CC “T1D Risk Genotype” High Risk Caution

Common risk genotype for type 1 diabetes; reduced IL-2 signaling impairs regulatory T cell maintenance

The CC genotype at rs41295061 is associated with altered transcription factor binding (specifically, reduced LEF1 affinity compared to the A allele) and lower circulating soluble IL-2RA concentrations. Soluble IL-2RA reflects the shedding of the receptor's extracellular domain and is a surrogate marker for IL-2 pathway activity. Lower soluble IL-2RA in CC individuals is consistent with reduced Treg homeostatic signaling — regulatory T cells depend on IL-2 signaling for their maintenance and suppressive function.

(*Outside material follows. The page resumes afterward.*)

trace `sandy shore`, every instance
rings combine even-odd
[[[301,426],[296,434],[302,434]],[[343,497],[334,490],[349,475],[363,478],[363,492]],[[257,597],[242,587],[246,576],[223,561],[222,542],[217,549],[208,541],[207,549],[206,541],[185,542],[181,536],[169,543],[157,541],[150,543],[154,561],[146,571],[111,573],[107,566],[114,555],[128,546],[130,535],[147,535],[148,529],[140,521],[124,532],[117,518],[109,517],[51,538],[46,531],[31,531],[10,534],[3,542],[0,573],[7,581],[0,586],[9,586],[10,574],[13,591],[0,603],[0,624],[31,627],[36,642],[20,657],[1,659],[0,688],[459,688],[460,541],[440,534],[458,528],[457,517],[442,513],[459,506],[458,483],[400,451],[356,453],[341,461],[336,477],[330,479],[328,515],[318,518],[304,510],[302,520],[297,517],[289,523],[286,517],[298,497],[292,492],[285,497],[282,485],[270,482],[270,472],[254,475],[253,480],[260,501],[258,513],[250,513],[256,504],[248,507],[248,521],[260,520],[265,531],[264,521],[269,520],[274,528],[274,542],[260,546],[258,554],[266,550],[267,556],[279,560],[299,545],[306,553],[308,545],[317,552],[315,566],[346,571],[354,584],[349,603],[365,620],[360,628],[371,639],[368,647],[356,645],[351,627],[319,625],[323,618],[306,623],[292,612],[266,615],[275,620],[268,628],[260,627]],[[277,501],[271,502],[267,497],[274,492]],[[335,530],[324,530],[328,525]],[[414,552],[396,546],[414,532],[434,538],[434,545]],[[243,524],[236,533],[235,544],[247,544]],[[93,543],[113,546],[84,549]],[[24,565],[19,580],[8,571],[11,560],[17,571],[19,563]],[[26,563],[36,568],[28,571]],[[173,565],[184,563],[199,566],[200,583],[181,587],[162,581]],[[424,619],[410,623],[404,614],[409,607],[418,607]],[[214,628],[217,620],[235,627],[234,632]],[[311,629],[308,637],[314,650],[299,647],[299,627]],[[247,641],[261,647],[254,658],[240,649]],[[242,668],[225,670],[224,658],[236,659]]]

This is a common-variant risk factor, not a Mendelian disease mutation. The incremental T1D risk from rs41295061 CC is modest in isolation; the clinical relevance is highest when this genotype co-occurs with high-risk HLA genotypes (DR3/4-DQ8), PTPN22 rs2476601 T allele, or CTLA4 rs3087243 G allele. Population-level, T1D lifetime incidence in Northern Europeans is approximately 0.4%, and IL2RA CC genotype might shift this estimate by a factor of 1.2–1.5× — still a rare absolute risk, but meaningful for family-history risk stratification.